"You know if that is the fucking case Barbie..." Linc began as he set all his random shit down "....then your ass is sleeping outside tonight. All with the fucking oogie boogies and damned clowns." it was most likely a damned hollow threat because that would be pretty fucked. Then again, he really fucking had a thing with glitter in the bad fucking memories sort of way. That seemed to be Barbie's fucking MO though. Distracting his shit with tits, even if those tits were attached to someone that reminded him too fucking much of things he rather fucking not.
Glancing over at her, Linc gave that fucking smart ass smirk of his. "I'll be nice and say at least fucking twenty five. Because I'm a good fucking guy like that." he'd even fucking be willing to drop that to twenty. But that was the best she was getting out of him. Unless he was in said fucking shower. Then, yeah, maybe could be a fucking deal in that.

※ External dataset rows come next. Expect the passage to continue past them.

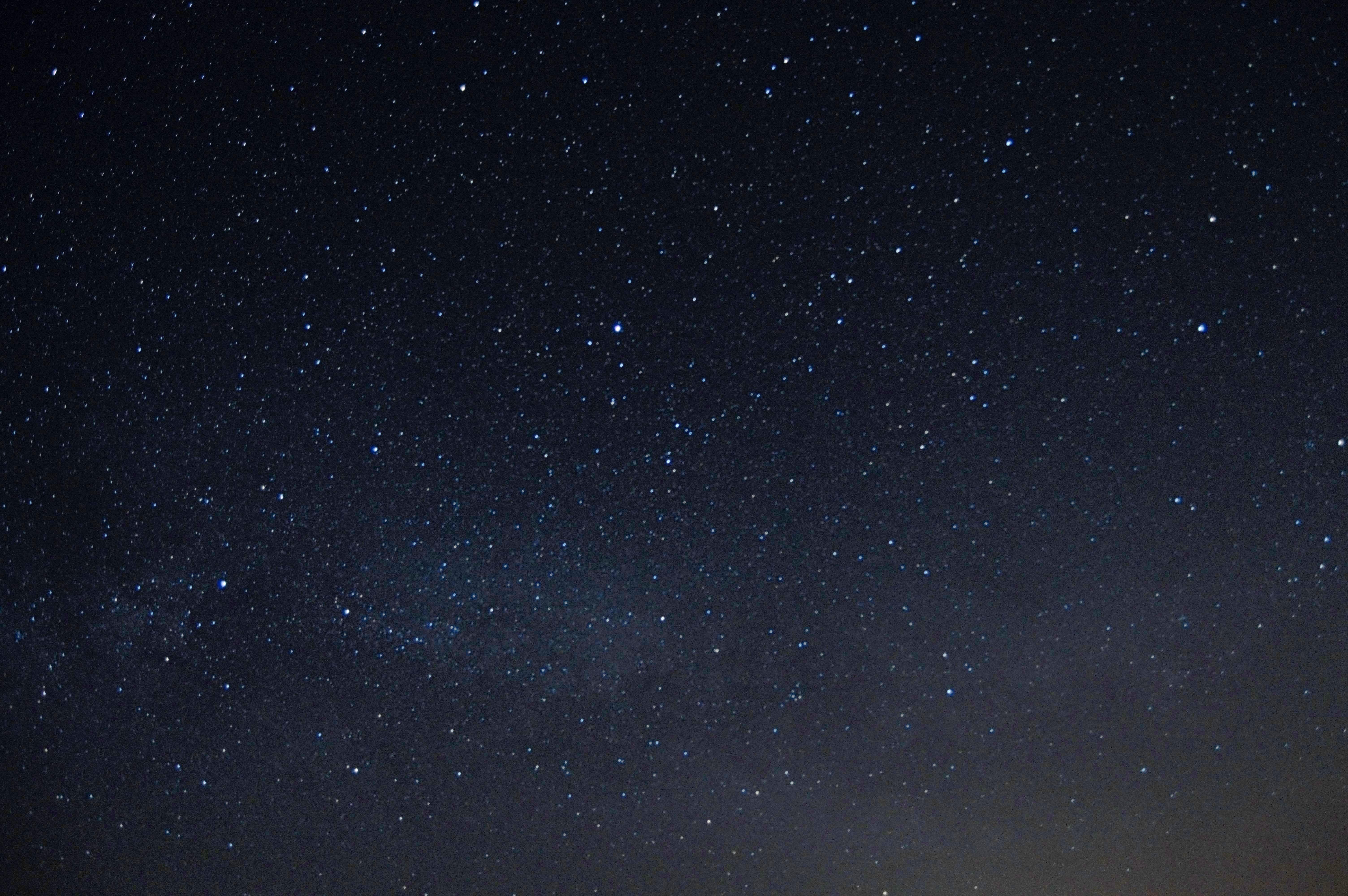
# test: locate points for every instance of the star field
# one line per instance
(675, 449)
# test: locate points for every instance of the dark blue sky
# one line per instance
(675, 449)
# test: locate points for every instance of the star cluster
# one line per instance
(676, 449)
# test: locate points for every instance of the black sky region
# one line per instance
(565, 448)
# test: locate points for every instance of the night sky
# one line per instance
(555, 448)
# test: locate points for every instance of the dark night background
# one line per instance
(537, 448)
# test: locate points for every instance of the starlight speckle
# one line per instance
(601, 483)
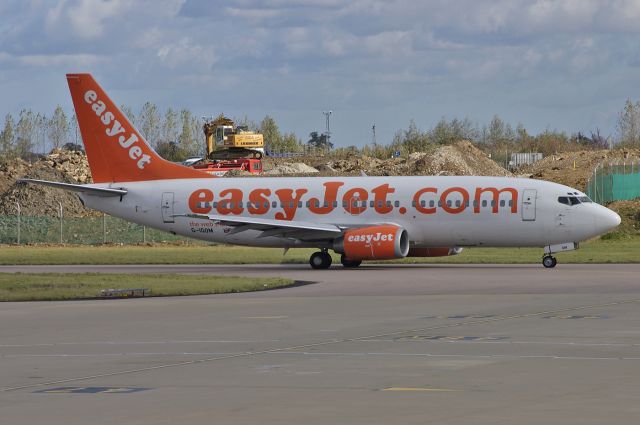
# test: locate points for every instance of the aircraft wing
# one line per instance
(96, 191)
(302, 230)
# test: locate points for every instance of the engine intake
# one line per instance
(383, 242)
(434, 252)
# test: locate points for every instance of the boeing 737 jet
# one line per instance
(361, 218)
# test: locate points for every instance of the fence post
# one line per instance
(18, 208)
(60, 205)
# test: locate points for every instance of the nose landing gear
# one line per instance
(320, 260)
(549, 261)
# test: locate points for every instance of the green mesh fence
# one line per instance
(614, 182)
(85, 230)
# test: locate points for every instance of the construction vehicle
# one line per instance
(221, 167)
(226, 141)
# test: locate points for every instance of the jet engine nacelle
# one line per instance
(434, 252)
(383, 242)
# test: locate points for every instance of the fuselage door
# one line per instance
(167, 207)
(529, 204)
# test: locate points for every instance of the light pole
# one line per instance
(328, 132)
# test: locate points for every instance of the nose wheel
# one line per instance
(549, 261)
(320, 260)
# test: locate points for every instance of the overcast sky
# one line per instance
(566, 65)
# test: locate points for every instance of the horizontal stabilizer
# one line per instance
(90, 190)
(267, 223)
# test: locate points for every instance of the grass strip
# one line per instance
(70, 286)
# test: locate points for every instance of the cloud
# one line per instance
(427, 58)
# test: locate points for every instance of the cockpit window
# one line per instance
(571, 200)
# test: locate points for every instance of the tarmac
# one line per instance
(400, 344)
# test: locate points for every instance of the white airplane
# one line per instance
(362, 218)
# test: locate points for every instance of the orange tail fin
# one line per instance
(115, 149)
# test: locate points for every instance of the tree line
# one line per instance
(177, 135)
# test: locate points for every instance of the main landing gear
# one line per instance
(549, 261)
(320, 260)
(349, 264)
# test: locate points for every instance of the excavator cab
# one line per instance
(226, 141)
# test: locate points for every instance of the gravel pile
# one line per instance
(62, 166)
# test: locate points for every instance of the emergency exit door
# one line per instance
(167, 207)
(529, 205)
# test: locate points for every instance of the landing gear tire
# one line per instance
(549, 262)
(320, 260)
(350, 264)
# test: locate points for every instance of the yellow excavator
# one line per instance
(225, 140)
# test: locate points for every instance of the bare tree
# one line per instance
(25, 133)
(7, 136)
(629, 123)
(170, 126)
(58, 128)
(149, 121)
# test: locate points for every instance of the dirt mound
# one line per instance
(10, 171)
(62, 166)
(292, 168)
(629, 212)
(574, 168)
(459, 159)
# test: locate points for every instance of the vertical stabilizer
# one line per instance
(115, 150)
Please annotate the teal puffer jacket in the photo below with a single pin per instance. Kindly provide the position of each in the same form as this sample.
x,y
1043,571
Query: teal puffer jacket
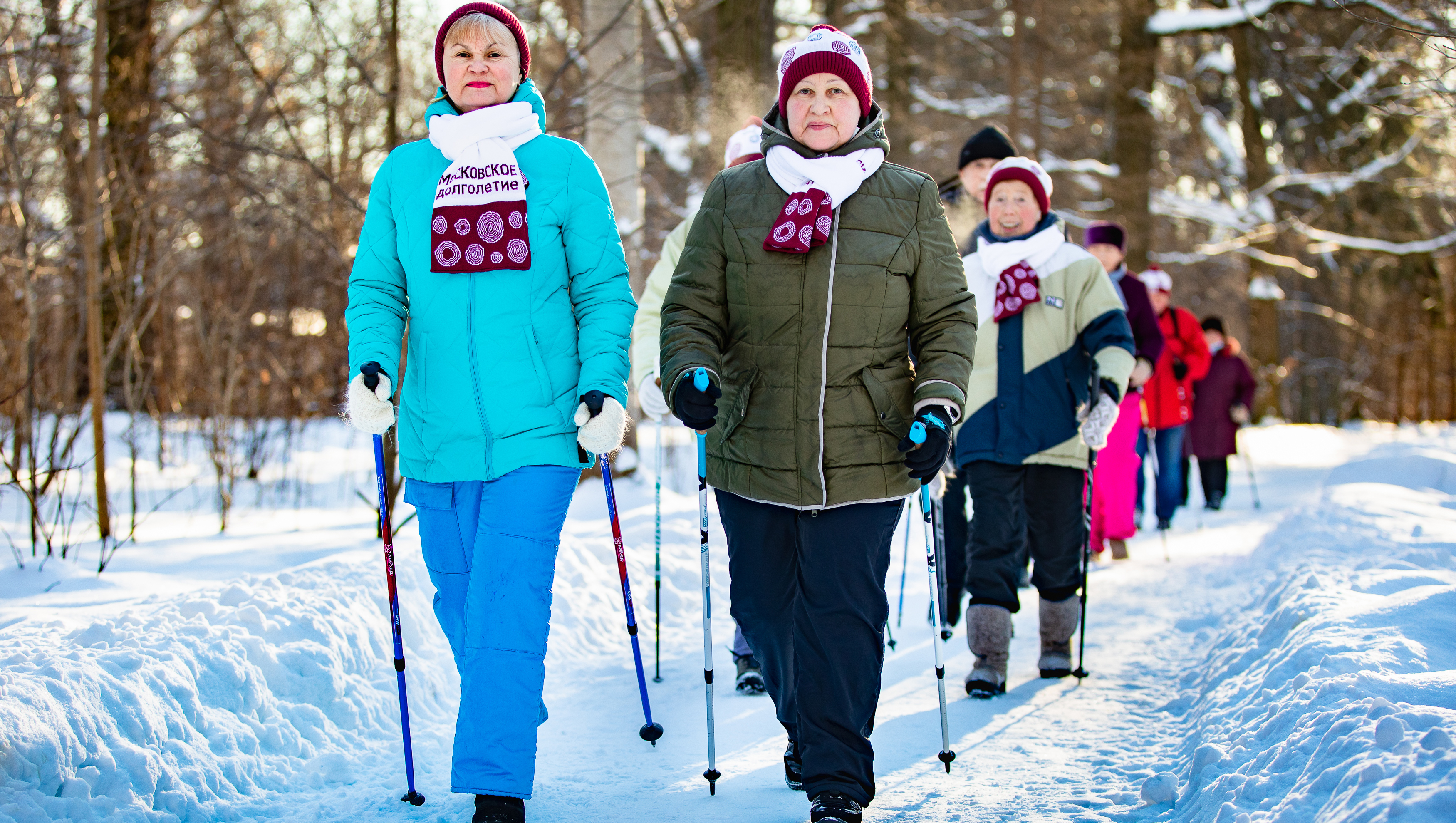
x,y
497,360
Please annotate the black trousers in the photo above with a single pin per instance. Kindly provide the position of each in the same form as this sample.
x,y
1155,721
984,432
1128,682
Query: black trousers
x,y
809,590
1215,476
1033,506
957,544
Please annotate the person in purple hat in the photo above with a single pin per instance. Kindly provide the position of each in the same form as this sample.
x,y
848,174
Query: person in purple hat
x,y
1114,481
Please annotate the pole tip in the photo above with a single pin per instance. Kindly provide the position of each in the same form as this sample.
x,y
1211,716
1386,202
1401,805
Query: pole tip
x,y
651,733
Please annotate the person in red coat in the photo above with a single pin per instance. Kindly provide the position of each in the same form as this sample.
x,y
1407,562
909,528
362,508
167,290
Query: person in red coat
x,y
1221,405
1168,397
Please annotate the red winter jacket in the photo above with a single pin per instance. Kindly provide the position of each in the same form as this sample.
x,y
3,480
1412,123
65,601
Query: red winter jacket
x,y
1167,399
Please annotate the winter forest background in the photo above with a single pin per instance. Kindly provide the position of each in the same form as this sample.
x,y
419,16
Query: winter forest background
x,y
183,184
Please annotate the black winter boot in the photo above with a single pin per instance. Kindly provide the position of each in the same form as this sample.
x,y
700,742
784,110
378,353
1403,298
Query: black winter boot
x,y
835,808
794,767
494,809
750,677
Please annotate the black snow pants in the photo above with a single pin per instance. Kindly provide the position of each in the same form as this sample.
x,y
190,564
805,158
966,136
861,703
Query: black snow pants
x,y
1033,506
809,590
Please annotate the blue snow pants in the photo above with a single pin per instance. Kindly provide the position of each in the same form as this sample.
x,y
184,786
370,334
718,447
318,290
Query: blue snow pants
x,y
491,553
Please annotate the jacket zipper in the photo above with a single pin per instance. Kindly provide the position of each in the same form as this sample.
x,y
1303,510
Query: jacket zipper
x,y
475,375
829,312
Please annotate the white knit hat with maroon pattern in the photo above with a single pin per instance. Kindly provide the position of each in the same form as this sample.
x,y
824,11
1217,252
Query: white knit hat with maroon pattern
x,y
826,50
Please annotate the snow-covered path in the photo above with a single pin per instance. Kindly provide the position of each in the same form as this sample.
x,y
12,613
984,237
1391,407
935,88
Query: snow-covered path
x,y
247,677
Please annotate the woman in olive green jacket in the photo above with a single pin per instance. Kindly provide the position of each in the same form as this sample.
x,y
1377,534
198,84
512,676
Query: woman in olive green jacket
x,y
804,279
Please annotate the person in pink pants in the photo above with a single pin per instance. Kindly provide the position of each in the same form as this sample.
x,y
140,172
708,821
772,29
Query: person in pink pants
x,y
1114,481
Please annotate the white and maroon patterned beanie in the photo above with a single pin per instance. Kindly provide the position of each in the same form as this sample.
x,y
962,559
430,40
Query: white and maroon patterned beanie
x,y
826,50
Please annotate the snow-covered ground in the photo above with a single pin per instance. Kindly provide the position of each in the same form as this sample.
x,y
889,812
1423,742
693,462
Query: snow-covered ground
x,y
1289,663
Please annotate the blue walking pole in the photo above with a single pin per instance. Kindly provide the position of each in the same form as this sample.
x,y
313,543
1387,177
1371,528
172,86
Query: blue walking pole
x,y
947,755
650,732
711,776
413,797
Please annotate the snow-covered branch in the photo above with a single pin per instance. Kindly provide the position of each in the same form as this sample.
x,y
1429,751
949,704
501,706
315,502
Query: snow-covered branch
x,y
1374,245
973,108
1055,164
1174,22
1331,184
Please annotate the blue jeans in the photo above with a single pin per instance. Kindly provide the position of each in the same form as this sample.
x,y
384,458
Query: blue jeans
x,y
491,553
1168,480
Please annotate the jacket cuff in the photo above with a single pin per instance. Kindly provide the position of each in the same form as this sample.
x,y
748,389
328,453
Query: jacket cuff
x,y
940,392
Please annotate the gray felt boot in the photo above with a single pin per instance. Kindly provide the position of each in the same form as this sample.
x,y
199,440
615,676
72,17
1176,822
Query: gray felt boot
x,y
1059,622
988,633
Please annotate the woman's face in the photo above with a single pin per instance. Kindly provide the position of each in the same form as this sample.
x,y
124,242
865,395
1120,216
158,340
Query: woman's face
x,y
1013,209
823,113
481,75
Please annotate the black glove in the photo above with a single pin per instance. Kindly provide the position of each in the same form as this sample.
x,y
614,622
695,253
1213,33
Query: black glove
x,y
695,408
925,459
372,372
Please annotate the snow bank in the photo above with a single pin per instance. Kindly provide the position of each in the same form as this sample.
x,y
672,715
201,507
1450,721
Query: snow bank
x,y
1333,697
204,707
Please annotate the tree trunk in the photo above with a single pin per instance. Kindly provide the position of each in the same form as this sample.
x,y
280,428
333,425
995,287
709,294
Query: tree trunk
x,y
91,253
1264,347
614,108
896,98
1133,126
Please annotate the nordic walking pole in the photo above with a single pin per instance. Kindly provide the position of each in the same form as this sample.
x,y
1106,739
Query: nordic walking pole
x,y
1254,486
657,567
413,797
650,732
711,776
1094,395
905,563
1152,452
947,755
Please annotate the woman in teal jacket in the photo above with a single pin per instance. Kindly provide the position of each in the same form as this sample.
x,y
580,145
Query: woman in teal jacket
x,y
497,244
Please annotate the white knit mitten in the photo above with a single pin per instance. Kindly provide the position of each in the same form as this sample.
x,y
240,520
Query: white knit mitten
x,y
372,413
602,435
1098,423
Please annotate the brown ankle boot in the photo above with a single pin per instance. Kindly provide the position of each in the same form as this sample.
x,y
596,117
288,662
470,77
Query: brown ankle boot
x,y
988,633
1059,622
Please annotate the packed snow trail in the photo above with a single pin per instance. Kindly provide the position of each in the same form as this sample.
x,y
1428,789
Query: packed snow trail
x,y
1290,663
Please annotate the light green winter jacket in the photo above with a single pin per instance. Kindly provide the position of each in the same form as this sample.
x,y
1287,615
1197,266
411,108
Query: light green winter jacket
x,y
497,359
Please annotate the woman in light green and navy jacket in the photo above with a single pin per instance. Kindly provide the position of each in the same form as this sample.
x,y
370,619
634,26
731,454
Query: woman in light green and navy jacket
x,y
497,244
1047,314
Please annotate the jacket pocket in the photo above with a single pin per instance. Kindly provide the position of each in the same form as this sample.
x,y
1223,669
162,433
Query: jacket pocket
x,y
439,526
737,407
539,366
889,413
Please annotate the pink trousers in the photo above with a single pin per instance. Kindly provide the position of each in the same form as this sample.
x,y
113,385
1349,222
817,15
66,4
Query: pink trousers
x,y
1114,480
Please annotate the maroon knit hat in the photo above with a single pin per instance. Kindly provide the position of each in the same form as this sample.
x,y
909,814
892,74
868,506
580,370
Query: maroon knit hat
x,y
1106,232
1025,171
829,50
500,14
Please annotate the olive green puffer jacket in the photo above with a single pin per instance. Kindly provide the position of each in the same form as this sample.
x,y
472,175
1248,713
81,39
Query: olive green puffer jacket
x,y
816,399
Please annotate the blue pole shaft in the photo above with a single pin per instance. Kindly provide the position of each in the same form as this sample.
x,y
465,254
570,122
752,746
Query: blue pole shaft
x,y
626,586
386,532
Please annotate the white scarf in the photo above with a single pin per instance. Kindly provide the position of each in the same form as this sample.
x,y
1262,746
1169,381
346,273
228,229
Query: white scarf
x,y
996,258
481,198
836,177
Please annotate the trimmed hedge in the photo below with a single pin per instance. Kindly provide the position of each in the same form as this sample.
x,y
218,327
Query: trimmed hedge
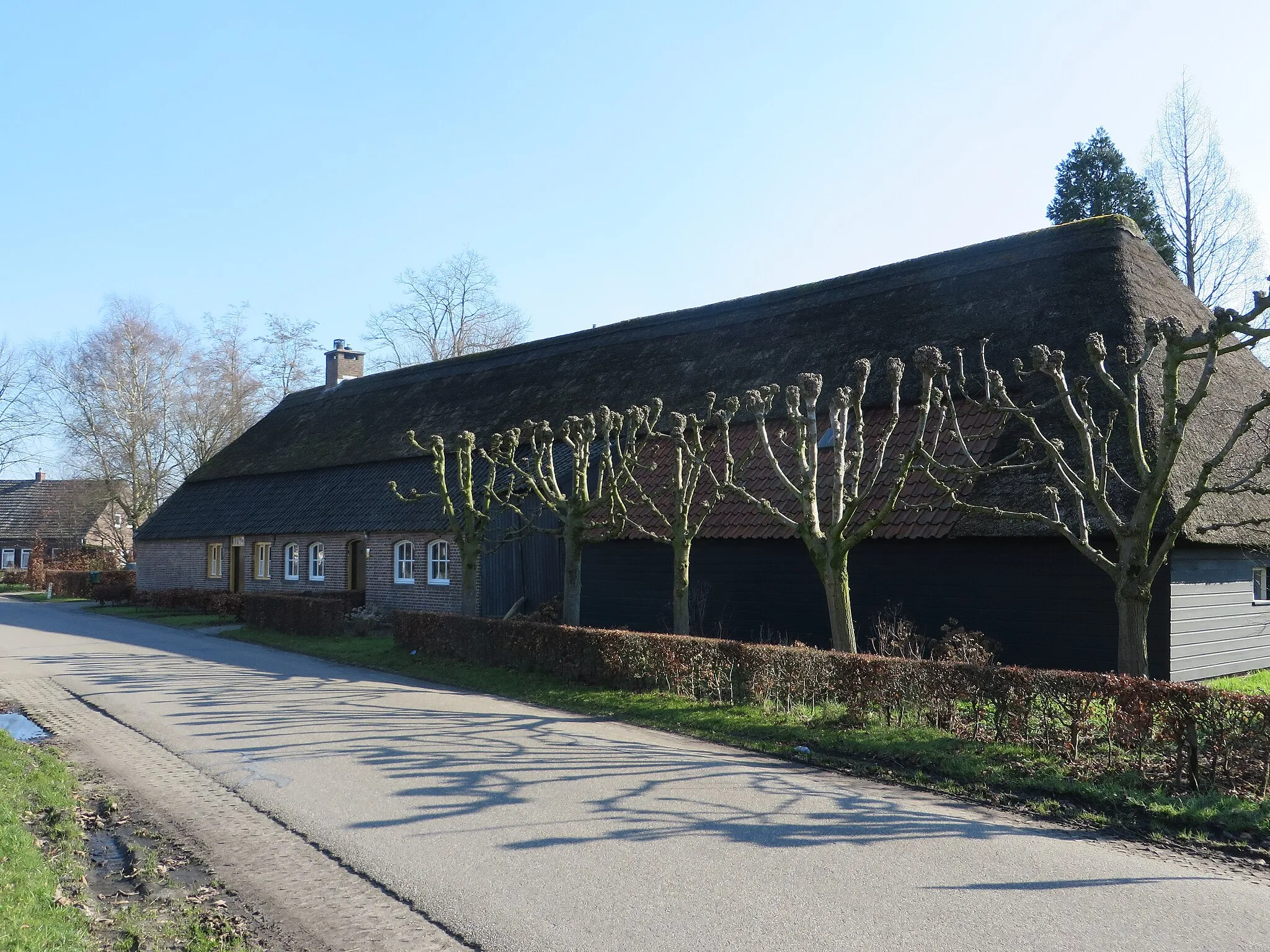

Good guy. Fuck. Apparently he really fucking was since he was actually entertaining the damned thought of going and changing. Like it damn well mattered one way or another. Party was a damn party regardless of clothes. Hell, might be better without. On the girls fucking side of it at least. He had no need to see any fucking dicks flopping about tonight. "Yeah yeah..." Linc muttered about it not being all that big a fucking thing to change. "Doesn't take long. Not bothering with all that extra bullshit that came with it." if there was going to be a day he actually did bother, it would be Halloween itself. Even then, pretty fucking doubtful unless Barbie felt like fucking with it. He hadn't been the one to put that shit on last time.
He was all about to go do what he said, and fucking put the costume on, when she went all handsy on the fucking goods. Not even the fun fucking kind. "Fucking hell Barbie. Not like any of those fuckers are real honest to god fucking dead. Or if they are, that shit is over and done." Linc muttered as she went all fucking exorcist to get to the fucking water. Linc had no problem with going all grave stealer on whatever was out there. Maybe it wasn't fucking PC or anything, but beggars couldn't be fucking choosers in here.
Arching up a brow, he wiped his hands on the nearby towel and handed it off to her. Or more like sat there with it hanging off his hand while she fucking scrubbed away, then got tired of that shit, and threw it on the counter. "Probably a long fucking time ago actually." he smart assed in reply before grinning "But it's around enough to fucking realize if these fucks give us free shit, we should probably keep it around for that just in fucking case." gross? Not in his damn opinion. More practical.
"I'll keep it all hidden away Barbie. No fucking hauntings in your side of the damned place." and by put it away, he meant later. Cause his ass was already walking off towards his room to go quickly change.